By Sanjoy Majumder
BBC News, Delhi
It is the biggest crisis to hit the Indian government since it came to power three years ago.
The communists have recently grown in power
The Congress Party-led government's communist allies are threatening to withdraw their support over the civilian nuclear agreement with the US.
Although the government and the communists have had major differences before, this is the first time that both sides have stood their ground. Many believe it spells the beginning of the end for the government.
There is even talk in Delhi's corridors of power of a possible early election, ahead of 2009 when the government completes its five-year term.
The four communist parties have 60 MPs in the lower house of parliament and provide critical support to the government, without which it would be reduced to a minority.
The stand-off has come as a major boost for the main opposition Bharatiya Janata Party (BJP), which also opposes the nuclear deal.
So why have matters reached a point of brinkmanship?
There are some who believe the Indian Prime Minister, Manmohan Singh, is fed up with the left for questioning his judgement and even his political integrity.
Mr Singh's close relationship with the US is controversial
This, they believe, led to his outburst 10 days ago, when he challenged the communists to withdraw support for his government over the nuclear deal.
But, while the prime minister may have wanted to call their bluff, the fact is that the nuclear deal has opened up a serious point of difference between the left and the centre-left government.
By signing a landmark agreement with Washington - a deal that reverses 30 years of US policy towards India - the communists are worried that India will become a part of America's global strategy.
This is completely unacceptable to them, since their very political existence and ideology is based on countering US supremacy in the economic and political spheres.
In particular, the communists are wary that India's handling of countries such as Iraq and Iran may be conditioned by Washington.
In this, their opposition to the nuclear deal is diametrically different from that of the BJP and the political right.
The BJP is concerned that India may have bartered away its nuclear security, particularly its strategic nuclear weapons programme, by agreeing not to carry out more nuclear tests and also by allowing the International Atomic Energy Agency (IAEA) access to its civilian nuclear sites for inspection.
While the government has categorically stated that India has not given up its right to test, the fact is that under US law the nuclear agreement stands automatically annulled if India does so.
The US also reserves the right to ask India - in the event of a nuclear test - to return all nuclear technology and fuel that it receives as part of the agreement.

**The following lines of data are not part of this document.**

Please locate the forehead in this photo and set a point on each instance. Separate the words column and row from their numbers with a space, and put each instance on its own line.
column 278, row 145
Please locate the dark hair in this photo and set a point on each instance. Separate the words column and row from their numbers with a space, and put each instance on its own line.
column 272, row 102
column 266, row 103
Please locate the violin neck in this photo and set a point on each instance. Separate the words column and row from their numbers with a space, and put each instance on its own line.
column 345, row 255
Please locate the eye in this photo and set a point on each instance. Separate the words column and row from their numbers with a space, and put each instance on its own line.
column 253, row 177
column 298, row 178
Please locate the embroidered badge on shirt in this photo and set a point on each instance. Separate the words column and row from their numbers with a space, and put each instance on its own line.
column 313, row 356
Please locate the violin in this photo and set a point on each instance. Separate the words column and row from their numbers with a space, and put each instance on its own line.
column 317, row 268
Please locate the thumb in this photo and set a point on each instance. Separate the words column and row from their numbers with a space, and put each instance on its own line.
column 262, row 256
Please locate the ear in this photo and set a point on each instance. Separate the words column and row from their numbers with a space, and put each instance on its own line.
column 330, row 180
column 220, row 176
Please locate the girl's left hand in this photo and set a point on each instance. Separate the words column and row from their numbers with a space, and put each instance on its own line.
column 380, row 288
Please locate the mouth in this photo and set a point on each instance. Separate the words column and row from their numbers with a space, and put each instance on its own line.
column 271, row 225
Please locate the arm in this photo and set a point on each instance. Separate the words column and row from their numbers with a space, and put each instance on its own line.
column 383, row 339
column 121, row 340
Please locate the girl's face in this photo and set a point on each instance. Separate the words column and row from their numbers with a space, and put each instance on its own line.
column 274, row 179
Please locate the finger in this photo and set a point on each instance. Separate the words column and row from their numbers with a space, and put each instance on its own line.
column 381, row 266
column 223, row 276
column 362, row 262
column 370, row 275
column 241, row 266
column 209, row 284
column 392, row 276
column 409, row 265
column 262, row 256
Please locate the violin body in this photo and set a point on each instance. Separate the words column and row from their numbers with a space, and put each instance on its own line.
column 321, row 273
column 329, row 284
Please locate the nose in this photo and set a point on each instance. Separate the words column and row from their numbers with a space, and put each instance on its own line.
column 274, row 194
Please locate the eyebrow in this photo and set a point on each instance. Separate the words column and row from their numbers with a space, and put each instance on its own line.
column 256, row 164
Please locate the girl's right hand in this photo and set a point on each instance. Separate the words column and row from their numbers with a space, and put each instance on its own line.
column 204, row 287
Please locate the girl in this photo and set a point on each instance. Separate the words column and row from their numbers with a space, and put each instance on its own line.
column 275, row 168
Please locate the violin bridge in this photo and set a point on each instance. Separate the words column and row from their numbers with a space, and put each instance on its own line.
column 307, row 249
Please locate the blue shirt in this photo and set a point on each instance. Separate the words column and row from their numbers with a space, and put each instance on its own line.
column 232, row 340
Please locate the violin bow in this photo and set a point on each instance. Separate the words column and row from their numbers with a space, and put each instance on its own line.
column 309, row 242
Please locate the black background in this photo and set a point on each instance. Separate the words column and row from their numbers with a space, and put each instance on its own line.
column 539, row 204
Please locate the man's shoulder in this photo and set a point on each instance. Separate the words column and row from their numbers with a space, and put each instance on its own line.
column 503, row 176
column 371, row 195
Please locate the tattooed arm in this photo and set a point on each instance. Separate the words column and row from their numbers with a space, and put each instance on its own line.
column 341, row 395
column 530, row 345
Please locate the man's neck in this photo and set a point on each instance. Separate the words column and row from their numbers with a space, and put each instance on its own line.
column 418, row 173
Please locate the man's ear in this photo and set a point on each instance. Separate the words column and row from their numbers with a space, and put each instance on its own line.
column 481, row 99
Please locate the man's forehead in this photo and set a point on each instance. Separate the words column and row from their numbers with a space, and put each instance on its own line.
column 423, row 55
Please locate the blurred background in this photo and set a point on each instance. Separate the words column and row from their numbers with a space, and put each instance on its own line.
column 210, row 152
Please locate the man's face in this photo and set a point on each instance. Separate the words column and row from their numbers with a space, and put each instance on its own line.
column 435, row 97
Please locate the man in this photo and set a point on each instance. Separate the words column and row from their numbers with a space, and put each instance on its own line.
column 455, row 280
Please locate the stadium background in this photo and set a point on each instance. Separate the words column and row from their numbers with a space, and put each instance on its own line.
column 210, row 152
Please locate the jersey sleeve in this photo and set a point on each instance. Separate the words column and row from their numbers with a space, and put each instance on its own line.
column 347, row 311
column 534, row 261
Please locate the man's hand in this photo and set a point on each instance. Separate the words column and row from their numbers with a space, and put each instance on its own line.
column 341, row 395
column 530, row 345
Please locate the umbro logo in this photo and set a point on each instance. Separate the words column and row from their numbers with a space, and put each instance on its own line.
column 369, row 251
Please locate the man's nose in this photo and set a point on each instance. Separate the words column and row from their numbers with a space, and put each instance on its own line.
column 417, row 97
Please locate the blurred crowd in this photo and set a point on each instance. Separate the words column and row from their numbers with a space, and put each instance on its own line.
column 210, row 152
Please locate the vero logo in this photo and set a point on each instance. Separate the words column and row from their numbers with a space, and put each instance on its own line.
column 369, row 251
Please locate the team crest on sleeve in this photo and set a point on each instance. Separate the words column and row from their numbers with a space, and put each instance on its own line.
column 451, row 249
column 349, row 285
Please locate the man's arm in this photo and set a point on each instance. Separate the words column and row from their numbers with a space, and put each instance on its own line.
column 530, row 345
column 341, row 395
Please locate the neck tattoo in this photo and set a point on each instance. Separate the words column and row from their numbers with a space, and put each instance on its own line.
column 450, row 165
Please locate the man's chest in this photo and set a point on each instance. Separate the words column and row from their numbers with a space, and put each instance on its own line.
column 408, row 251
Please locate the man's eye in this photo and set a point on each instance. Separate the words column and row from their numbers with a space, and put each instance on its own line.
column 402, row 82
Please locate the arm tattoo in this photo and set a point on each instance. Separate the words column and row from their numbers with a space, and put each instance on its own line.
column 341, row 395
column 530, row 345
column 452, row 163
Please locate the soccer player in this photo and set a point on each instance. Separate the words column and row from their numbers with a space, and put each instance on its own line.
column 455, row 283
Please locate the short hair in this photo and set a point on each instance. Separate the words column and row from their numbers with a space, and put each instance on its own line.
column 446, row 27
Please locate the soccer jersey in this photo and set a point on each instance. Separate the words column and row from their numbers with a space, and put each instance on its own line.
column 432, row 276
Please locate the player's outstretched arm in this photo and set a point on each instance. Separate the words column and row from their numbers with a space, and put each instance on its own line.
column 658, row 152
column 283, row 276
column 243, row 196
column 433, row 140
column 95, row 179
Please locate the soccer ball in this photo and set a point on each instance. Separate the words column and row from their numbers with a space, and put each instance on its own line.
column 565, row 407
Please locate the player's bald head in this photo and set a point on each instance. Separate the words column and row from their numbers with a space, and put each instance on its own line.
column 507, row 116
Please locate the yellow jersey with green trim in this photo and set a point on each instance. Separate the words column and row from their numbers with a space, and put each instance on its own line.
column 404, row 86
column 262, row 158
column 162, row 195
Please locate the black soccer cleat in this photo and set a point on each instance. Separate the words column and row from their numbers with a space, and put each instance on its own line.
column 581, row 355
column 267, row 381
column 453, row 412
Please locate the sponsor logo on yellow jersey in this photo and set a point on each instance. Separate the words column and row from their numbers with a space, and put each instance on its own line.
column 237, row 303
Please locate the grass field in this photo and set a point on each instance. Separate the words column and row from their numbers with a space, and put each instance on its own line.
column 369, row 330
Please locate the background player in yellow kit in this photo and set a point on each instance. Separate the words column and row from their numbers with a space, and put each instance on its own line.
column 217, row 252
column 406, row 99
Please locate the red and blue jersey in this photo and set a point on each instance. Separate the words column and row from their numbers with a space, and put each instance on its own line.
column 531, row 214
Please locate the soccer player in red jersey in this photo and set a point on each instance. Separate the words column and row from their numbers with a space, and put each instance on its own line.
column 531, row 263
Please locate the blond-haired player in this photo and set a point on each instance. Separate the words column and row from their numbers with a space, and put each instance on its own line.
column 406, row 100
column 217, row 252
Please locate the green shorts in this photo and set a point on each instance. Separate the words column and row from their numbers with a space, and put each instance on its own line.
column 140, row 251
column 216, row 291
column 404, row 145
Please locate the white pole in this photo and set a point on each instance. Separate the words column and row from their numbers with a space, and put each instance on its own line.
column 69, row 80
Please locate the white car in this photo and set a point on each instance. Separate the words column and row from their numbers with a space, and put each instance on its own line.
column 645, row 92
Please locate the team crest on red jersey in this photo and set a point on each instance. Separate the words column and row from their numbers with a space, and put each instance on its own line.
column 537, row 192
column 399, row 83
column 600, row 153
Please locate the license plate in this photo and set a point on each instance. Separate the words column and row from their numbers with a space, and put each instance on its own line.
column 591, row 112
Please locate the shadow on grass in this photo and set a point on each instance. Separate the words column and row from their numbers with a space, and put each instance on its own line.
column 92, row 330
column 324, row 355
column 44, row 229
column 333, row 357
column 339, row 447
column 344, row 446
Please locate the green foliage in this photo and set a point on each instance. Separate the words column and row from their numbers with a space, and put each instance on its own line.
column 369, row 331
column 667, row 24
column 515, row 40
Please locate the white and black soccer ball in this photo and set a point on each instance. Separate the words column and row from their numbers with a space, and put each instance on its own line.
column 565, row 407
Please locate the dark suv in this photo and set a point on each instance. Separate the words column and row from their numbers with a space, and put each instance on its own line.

It would be a "lame duck" government without the communists
The BJP and the right find these guarantees unacceptable and an infringement of India's sovereignty.
However, since the BJP is in opposition and the deal has already been discussed in parliament, this does not pose a threat to the government. The differences with the communists do.
They are not natural partners of the Congress Party - they are on opposing sides of the fence in many parts of the country, particularly West Bengal, Kerala and the tiny state of Tripura in the north-east.
It is their common opposition to the BJP and its policy of Hindu nationalism that brought the Congress and the communists together at the central level - and this is what may still bind them, although it is a bond that is fraying.
Until now, the cracks that existed between them have been papered over, particularly in economic policy and international relations.
The left, especially hardliners on its policy-making politburo, is opposed to the economic reforms of Congress, in particular privatisation, deregulation and inviting investment from foreign companies.
The communists simply cannot be seen to be endorsing a deal that flies in the face of its ideological basis.
In particular, they are wary of alienating their core constituency, made up mostly of peasants, blue-collar workers and Muslims. While the first two are the immediate casualties of the government's free-market style economic policies, the latter are opposed to US policy in the Arab and Muslim world, particularly Iraq and Iran.
So where do they go from here?
A possibility is that both sides agree to set up a panel of experts to scrutinise the deal to try and resolve their differences.
India would be able to use US technology in its nuclear facilities
The government could put the deal on hold - something that would certainly satisfy the communists.
Or the communists could pull out - either leading to a snap poll, or letting the government exist as a lame-duck minority administration.
But while the first might be the best approach for a face-saver, it can only buy time, since there is little likelihood of both sides finding common ground.
The government is fully committed to a deal it sees as a major achievement of its term, and one that alters the global nuclear order in its favour.
Already it is warning that any sign of India backing down would lead to significant international embarrassment and the surrender of a major diplomatic initiative.
And the government can ill afford to put the deal in cold-storage - it desperately needs to reach key agreements with the IAEA and the Nuclear Suppliers Group, after which the US Congress will vote on the deal.
With the US approaching an election year, time is running out for Delhi.
So it may all boil down to one thing. Are the communists ready to pull the plug and face the electorate? They may need to consider the fact that the 2004 elections handed them their best ever performance, and crucial leverage in an Indian government for the first time.
Are they ready to give that up and risk losing out in a fresh election? That may well hold the key to the fortunes of the Indian government.